Guidance for writing effective custom instructions:
- Less is more: These instructions take up context on every interaction. Be concise and focus on the most critical information. No longer than 200-300 lines!
- Progressive disclosure: Instead of including every detail upfront, link to other documentation in the repo. For example, instead of including detailed build instructions, you can include a line like "Refer to /docs/build.md for build instructions". This allows you to provide detailed guidance without consuming context if the agent doesn't need to build.
- Use Path Specific Instructions where appropriate: For example, a path of
**/tests/*.spec.tswith instructios specific to writing playwright tests. This allows you to provide targeted guidance without consuming context for other interactions where that guidance isn't relevant. - Use the right tool for the job: If you want to enforce coding standards, an LLM with guidelines can help. However, linters are purpose built for this. Hooks or CI rules could be used for automated enforcement. This doesn't mean you can't include them in your instructions, but don't expect pages of instructions to be as effective as a well configured linter.
- Be specific: Provide clear and actionable guidance that the agent can follow. Avoid vague or ambiguous instructions.
- Focus on non-obvious information: Don't waste valuable context on information that is easily discoverable or obvious. Focus on the things that are unique to your project and not easily learned through code inspection.
- Iterate: When you see Copilot making mistakes or missing important context, update your instructions to address those gaps. Over time, you can build a robust set of instructions that significantly improve agent performance.
Every repository should have custom instructions. This is a critical part of preparing your repository for agents. It provides the necessary context and guidance to help agents understand how to work with your codebase effectively. Don't skip this step!

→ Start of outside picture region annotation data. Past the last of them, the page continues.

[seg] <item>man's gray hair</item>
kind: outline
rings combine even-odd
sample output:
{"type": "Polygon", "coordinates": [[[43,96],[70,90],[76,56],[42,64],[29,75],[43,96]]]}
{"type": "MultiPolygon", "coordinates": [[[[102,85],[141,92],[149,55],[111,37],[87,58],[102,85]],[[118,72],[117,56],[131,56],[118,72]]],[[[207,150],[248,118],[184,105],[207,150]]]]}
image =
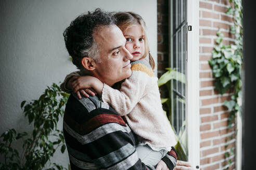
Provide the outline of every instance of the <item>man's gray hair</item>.
{"type": "Polygon", "coordinates": [[[103,11],[97,8],[94,12],[79,16],[64,31],[65,45],[72,56],[73,63],[80,70],[84,68],[81,60],[90,57],[96,62],[100,62],[100,46],[96,43],[94,33],[102,26],[116,24],[113,13],[103,11]]]}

11. Implement in small, well-scoped tasks
Agents work best with well‑scoped tasks.
- Good example:
Add validation to email field in user service - Bad example:
Improve authentication system
The clearer the task, the more reliable the agent. This isn't necessarily related to preparing your repository, but more a word of wisdom once you have completed the steps above.
12. Ongoing Measurement and Improvement
As you begin building customizations in your repository it is useful to have some measurements of current state and improvement over time. One of the labs we built is the Repo Health Analyzer Agentic Workflow. Consider using this or customizing for your needs to continuously monitor your repository's health and readiness for agents. Regularly reviewing the metrics and recommendations can aid continual improvement.
Wrapping Up
Ultimately, preparing a repository for agents is an exercise in context engineering. The goal is to make the repository self-describing so an automated system can understand how the project works, how changes should be made, and how those changes should be validated.
An agent-ready repository clearly communicates:
- How the project is structured
- How the software is built and tested
- What standards and conventions must be followed
- Where important architectural boundaries exist
- How changes are verified and validated
When this information is explicit, documented, and scriptable, agents can reliably navigate the codebase and contribute meaningful changes. In practice, this means the repository should minimize hidden knowledge and maximize machine-readable guidance and automated validation.